Well, no actually. This is presumably about a woman accommodating herself to her own ‘strangeness’ – or genius – but it is all too polite. The opening disclaimer (itself a bad sign) has promised a film that will go ‘beyond reality’ but I found myself wishing that it had gone further. Downey should have been an actual growling, drooling werewolf. The most bizarre thing that happens here is that Arbus installs a trapdoor in the ceiling with steps, so that the freaks can all troop down into her apartment. This is one of those films where I kept wondering if it might have worked better as, say, a gross-out comedy. Or science fiction. Or porn.
By the end I’m afraid my sympathies were all with Arbus’ long-suffering husband. When he accuses her during a row of cutting a hole in his ceiling to let freaks come in, he sounds like a paranoid schizophrenic, but perhaps this is Arbus’ achievement – she has offloaded all the more disagreeable aspects of her ‘strangeness’ onto her husband, leaving her free to swan around in a little bubble of artistic eccentricity. It speaks volumes about her preciousness that she has to shave Downey before she’ll have sex with him. That done, she watches him swim out into the ocean, never to return. He has a terminal illness (‘My lungs are disintegrating.’) but since this is all ‘imaginary’ I found it hard to care. After his death, Lionel leaves Arbus a photo album with lots of blank spaces awaiting her great work. Yes, it’s that obvious. Then she leaves her husband and children on a final journey into, I suppose, the depths of her own psyche. Or, as some may see it, arse.
At the end we are back in the nudist camp, where a naked Arbus is taking photos. She sits down on a bench next to another naked young woman and asking her to tell her a secret. Oh, says the audience, nodding wisely, she was a lesbian. That explains it.
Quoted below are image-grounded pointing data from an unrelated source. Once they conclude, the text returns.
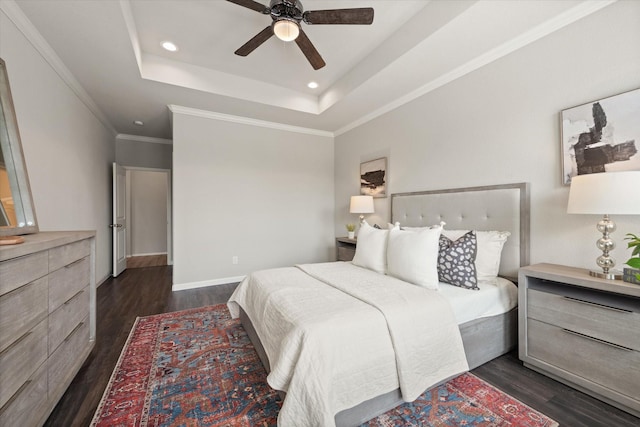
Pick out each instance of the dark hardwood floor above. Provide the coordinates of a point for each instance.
(146, 261)
(147, 291)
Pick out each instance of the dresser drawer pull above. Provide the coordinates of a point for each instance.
(78, 326)
(595, 304)
(620, 347)
(15, 396)
(15, 343)
(74, 295)
(74, 263)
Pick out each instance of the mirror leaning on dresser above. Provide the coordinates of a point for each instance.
(48, 322)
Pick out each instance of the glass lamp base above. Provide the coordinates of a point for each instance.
(611, 275)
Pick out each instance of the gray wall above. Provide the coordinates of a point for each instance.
(147, 222)
(501, 124)
(68, 151)
(143, 154)
(264, 195)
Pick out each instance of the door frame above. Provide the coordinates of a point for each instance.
(167, 173)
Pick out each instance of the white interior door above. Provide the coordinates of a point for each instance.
(119, 225)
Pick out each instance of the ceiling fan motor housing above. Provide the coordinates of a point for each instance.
(286, 9)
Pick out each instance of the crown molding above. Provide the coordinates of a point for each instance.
(177, 109)
(15, 14)
(138, 138)
(574, 14)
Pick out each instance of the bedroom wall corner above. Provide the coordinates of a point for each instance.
(67, 148)
(501, 124)
(261, 194)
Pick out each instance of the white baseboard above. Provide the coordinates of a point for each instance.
(101, 281)
(149, 254)
(215, 282)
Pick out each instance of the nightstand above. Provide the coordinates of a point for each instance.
(582, 331)
(345, 248)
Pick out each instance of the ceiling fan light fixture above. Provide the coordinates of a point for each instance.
(286, 30)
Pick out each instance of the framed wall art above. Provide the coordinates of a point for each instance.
(601, 136)
(373, 178)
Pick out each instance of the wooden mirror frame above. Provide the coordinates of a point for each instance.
(14, 162)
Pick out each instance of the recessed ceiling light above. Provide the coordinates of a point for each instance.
(169, 46)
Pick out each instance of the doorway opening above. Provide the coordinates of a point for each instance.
(148, 205)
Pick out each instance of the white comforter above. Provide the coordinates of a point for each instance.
(337, 335)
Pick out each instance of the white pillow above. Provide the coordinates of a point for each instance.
(490, 244)
(371, 248)
(413, 256)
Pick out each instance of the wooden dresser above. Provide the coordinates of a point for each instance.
(47, 321)
(582, 331)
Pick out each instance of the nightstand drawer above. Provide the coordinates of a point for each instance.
(605, 364)
(346, 253)
(606, 321)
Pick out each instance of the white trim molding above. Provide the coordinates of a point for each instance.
(177, 109)
(215, 282)
(138, 138)
(572, 15)
(15, 14)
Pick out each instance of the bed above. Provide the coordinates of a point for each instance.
(483, 337)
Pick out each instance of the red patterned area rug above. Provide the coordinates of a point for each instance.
(198, 368)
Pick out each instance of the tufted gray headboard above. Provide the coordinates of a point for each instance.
(496, 207)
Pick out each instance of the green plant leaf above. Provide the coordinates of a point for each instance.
(634, 262)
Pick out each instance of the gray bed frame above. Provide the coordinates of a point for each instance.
(497, 207)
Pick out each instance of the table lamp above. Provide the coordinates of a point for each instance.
(607, 193)
(361, 205)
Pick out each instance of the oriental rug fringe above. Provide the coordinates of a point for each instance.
(198, 368)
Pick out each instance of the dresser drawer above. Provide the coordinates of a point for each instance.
(68, 281)
(20, 360)
(67, 254)
(21, 310)
(605, 364)
(66, 359)
(604, 321)
(22, 270)
(65, 319)
(28, 405)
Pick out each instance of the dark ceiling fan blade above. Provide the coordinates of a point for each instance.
(253, 5)
(309, 51)
(256, 41)
(360, 16)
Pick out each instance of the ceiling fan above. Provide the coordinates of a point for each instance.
(287, 16)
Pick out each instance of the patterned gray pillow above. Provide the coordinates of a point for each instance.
(456, 261)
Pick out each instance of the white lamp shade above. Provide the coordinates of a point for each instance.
(286, 30)
(361, 204)
(616, 193)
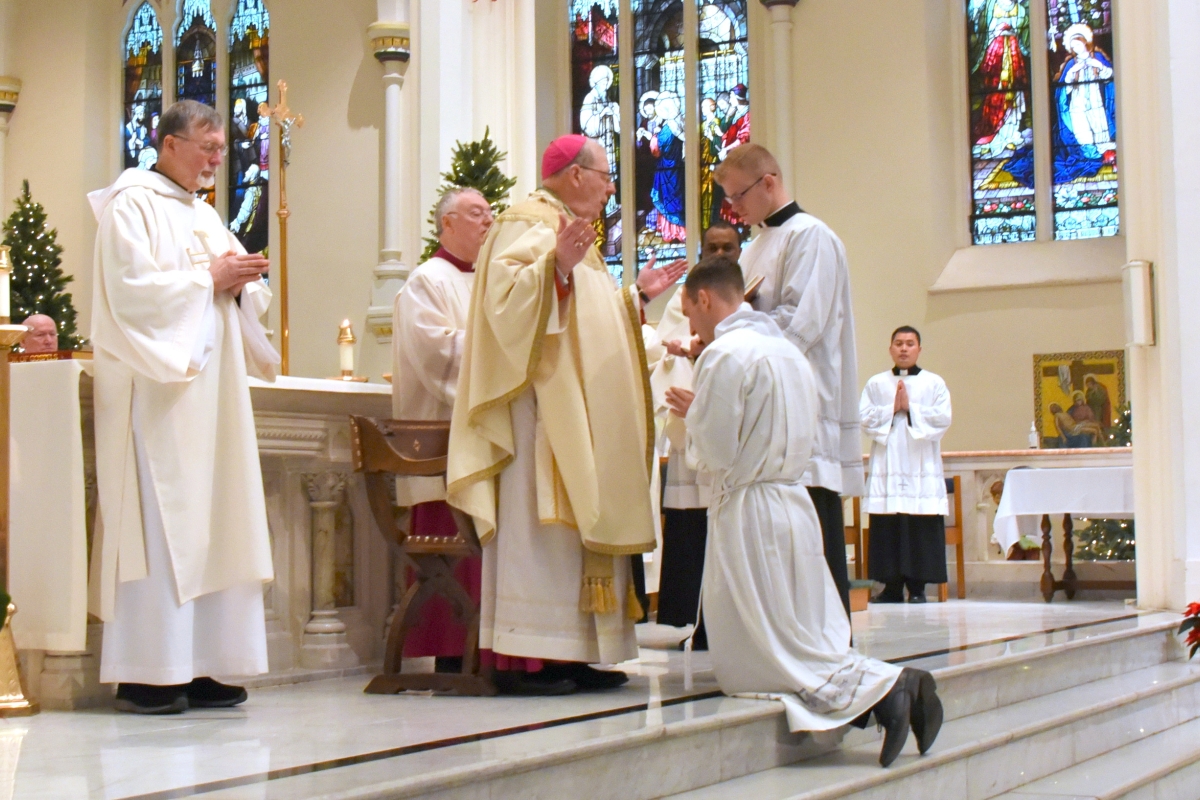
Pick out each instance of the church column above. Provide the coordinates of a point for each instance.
(324, 636)
(1157, 56)
(781, 84)
(391, 42)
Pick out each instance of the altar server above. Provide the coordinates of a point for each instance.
(181, 552)
(906, 411)
(429, 329)
(551, 438)
(685, 493)
(805, 290)
(775, 624)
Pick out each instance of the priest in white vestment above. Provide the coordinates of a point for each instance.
(775, 624)
(685, 491)
(429, 330)
(181, 549)
(906, 411)
(805, 289)
(551, 439)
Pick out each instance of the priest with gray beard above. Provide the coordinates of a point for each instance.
(777, 629)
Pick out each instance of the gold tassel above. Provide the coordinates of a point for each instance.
(634, 609)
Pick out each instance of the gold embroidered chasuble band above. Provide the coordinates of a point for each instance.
(593, 443)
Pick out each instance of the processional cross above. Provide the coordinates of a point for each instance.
(286, 120)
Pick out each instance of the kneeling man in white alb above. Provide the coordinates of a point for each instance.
(179, 565)
(777, 626)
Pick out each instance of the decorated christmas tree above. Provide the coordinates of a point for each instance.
(1110, 540)
(37, 278)
(474, 166)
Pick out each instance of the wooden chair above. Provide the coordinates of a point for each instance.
(954, 536)
(384, 449)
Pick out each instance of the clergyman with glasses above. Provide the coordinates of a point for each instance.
(183, 552)
(805, 290)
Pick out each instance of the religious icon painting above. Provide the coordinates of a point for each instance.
(1001, 121)
(1075, 396)
(595, 104)
(143, 89)
(250, 131)
(724, 77)
(660, 89)
(1083, 122)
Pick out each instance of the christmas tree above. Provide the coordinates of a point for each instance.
(1110, 540)
(474, 166)
(37, 278)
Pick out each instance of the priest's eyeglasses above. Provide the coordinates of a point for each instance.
(209, 148)
(739, 196)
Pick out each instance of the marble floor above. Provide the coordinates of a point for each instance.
(331, 728)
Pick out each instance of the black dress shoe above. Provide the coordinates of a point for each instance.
(927, 711)
(894, 714)
(533, 684)
(149, 698)
(208, 693)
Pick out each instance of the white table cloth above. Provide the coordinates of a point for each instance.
(1092, 492)
(48, 534)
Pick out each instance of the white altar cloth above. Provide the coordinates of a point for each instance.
(48, 535)
(1093, 492)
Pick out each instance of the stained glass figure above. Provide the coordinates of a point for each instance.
(724, 74)
(250, 133)
(595, 106)
(659, 160)
(1001, 121)
(143, 89)
(1084, 128)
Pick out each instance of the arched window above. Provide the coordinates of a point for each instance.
(143, 89)
(594, 86)
(196, 53)
(250, 134)
(1080, 114)
(1084, 122)
(666, 41)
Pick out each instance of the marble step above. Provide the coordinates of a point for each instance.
(1163, 765)
(681, 746)
(985, 755)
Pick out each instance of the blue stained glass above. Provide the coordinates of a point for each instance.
(142, 89)
(1084, 121)
(250, 132)
(1001, 121)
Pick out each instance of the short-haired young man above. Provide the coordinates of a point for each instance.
(906, 411)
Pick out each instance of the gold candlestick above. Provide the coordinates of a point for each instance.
(13, 698)
(286, 121)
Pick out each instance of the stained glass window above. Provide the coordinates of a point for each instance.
(250, 133)
(595, 104)
(1001, 121)
(660, 92)
(143, 89)
(1084, 127)
(724, 78)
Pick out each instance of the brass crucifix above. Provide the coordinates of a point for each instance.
(286, 120)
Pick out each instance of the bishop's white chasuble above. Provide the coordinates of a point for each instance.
(775, 623)
(181, 509)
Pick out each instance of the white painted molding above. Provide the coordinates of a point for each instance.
(1033, 264)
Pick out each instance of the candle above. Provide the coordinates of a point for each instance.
(5, 272)
(346, 347)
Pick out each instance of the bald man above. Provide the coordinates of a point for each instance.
(42, 337)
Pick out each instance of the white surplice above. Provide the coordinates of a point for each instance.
(429, 329)
(805, 290)
(775, 623)
(529, 596)
(906, 449)
(183, 523)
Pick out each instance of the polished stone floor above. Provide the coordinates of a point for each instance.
(333, 728)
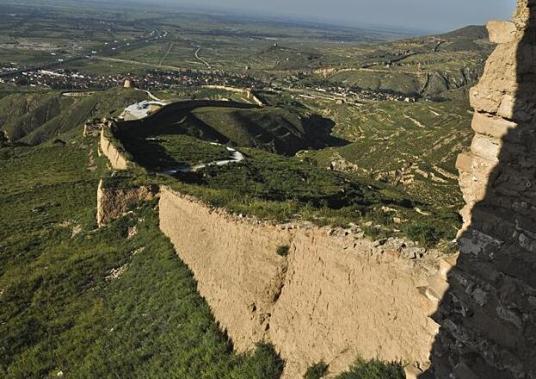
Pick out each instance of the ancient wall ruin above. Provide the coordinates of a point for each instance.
(332, 296)
(113, 202)
(488, 315)
(117, 160)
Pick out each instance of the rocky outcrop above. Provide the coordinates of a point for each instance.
(488, 316)
(317, 294)
(117, 160)
(113, 202)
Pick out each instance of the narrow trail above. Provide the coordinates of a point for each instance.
(166, 54)
(196, 55)
(235, 157)
(141, 110)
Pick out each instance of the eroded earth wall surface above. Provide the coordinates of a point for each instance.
(317, 294)
(488, 316)
(116, 158)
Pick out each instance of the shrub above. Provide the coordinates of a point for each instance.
(374, 369)
(316, 371)
(425, 234)
(282, 251)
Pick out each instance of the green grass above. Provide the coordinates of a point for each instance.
(285, 189)
(37, 117)
(374, 369)
(58, 310)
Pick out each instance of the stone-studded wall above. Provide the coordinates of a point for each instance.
(331, 296)
(488, 316)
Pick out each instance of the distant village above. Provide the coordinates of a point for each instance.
(300, 84)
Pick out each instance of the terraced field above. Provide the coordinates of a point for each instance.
(412, 145)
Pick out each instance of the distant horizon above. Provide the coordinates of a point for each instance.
(417, 16)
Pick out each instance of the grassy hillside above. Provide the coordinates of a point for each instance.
(411, 145)
(38, 117)
(272, 128)
(96, 303)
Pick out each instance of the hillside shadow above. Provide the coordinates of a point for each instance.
(487, 317)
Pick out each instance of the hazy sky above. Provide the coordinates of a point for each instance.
(433, 15)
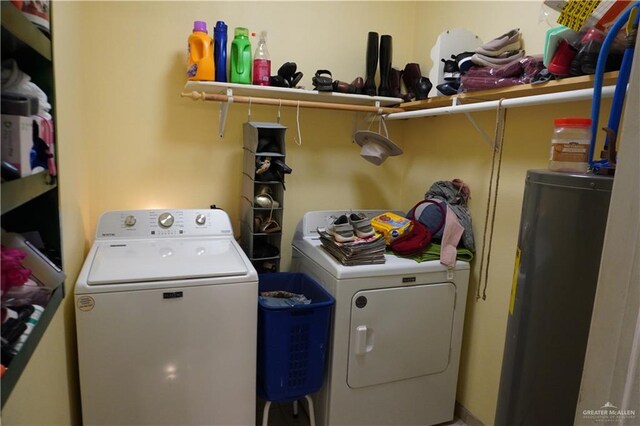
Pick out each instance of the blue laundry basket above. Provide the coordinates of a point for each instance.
(292, 341)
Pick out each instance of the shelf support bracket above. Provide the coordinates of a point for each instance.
(455, 102)
(224, 110)
(480, 130)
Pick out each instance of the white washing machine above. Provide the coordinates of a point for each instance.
(396, 334)
(166, 314)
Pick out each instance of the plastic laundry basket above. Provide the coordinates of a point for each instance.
(292, 341)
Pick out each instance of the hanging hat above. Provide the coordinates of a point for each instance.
(375, 146)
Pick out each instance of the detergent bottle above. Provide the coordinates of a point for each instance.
(200, 64)
(220, 50)
(240, 70)
(262, 62)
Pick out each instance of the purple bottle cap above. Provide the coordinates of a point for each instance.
(200, 26)
(221, 26)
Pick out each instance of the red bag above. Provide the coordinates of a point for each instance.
(419, 237)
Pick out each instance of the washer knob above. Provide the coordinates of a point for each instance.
(129, 221)
(165, 220)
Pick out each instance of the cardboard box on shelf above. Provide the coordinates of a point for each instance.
(17, 141)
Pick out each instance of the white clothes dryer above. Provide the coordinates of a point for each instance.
(396, 334)
(166, 316)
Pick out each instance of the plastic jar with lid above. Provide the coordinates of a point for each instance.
(570, 145)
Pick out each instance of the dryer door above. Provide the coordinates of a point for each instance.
(399, 333)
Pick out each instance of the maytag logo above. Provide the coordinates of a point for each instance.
(172, 295)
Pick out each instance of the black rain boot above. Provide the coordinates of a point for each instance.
(372, 64)
(386, 56)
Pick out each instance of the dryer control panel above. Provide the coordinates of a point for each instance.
(163, 223)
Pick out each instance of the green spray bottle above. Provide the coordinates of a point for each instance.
(240, 69)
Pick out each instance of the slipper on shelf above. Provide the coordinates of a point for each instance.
(343, 87)
(323, 81)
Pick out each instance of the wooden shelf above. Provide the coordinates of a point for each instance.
(17, 192)
(214, 87)
(17, 24)
(519, 91)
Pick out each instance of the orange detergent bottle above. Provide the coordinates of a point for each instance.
(200, 65)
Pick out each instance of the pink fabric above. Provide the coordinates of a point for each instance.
(46, 134)
(450, 239)
(13, 273)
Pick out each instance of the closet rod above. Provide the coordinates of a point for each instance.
(550, 98)
(289, 103)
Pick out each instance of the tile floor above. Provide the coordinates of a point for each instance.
(282, 415)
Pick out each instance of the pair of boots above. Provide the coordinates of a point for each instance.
(386, 54)
(417, 86)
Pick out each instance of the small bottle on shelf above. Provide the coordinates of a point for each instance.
(262, 62)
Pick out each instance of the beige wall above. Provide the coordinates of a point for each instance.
(128, 141)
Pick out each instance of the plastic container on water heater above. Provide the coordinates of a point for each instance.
(262, 62)
(570, 145)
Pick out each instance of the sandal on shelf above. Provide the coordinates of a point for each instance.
(281, 166)
(266, 226)
(323, 81)
(288, 76)
(265, 201)
(343, 87)
(262, 164)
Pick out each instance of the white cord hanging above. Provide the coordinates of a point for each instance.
(298, 140)
(279, 110)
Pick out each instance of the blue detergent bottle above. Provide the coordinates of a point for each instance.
(240, 69)
(220, 50)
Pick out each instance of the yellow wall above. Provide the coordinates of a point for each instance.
(128, 141)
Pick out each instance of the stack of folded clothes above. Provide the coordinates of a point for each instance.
(351, 239)
(501, 63)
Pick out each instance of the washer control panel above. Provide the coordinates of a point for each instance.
(163, 223)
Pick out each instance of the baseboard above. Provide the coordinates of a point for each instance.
(466, 416)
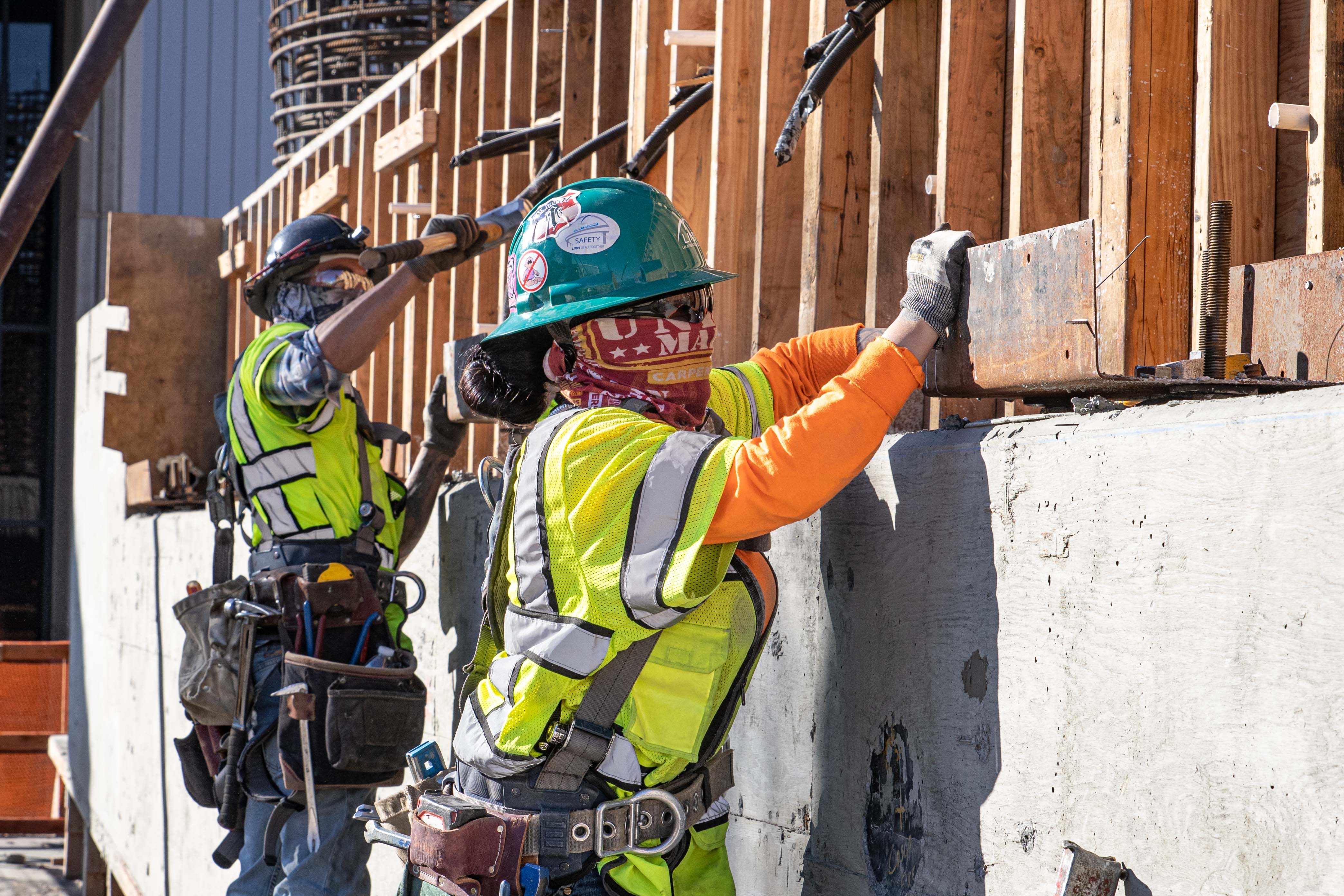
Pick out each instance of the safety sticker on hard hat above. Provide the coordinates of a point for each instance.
(588, 234)
(531, 271)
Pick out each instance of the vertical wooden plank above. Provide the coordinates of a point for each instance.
(651, 61)
(1237, 62)
(465, 179)
(689, 148)
(1295, 19)
(577, 80)
(779, 195)
(518, 89)
(971, 116)
(490, 276)
(734, 145)
(1142, 178)
(1326, 140)
(836, 184)
(1048, 115)
(905, 148)
(611, 82)
(547, 62)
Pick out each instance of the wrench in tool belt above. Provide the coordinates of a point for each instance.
(303, 707)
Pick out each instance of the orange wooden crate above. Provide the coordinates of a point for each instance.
(34, 687)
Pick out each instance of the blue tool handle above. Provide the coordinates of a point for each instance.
(363, 637)
(534, 879)
(308, 629)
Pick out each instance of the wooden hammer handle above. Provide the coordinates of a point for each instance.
(409, 249)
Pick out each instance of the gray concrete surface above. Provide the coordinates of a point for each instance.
(1119, 630)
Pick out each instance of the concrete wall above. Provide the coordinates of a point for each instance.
(1117, 630)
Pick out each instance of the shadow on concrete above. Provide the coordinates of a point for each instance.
(908, 718)
(464, 545)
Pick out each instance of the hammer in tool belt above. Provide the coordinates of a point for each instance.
(250, 614)
(303, 706)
I have no idea whether Arbus was a lesbian or not – yes I could look it up but one should never undervalue the power of ignorance in these days of instant answers – and does it matter anyway? All credit to director Steven Shainberg and screenwriter Erin Cressida Wilson for attempting something different here but I wonder what this film has managed to communicate about Arbus that they couldn’t say in a straightforward way – that she was really irritating? Though it looks good and all the performers perform well this struck me as a rather maudlin, over-respectful and unmagical fairy tale whose approach might have better suited An Imaginary Portrait of Anne Geddes.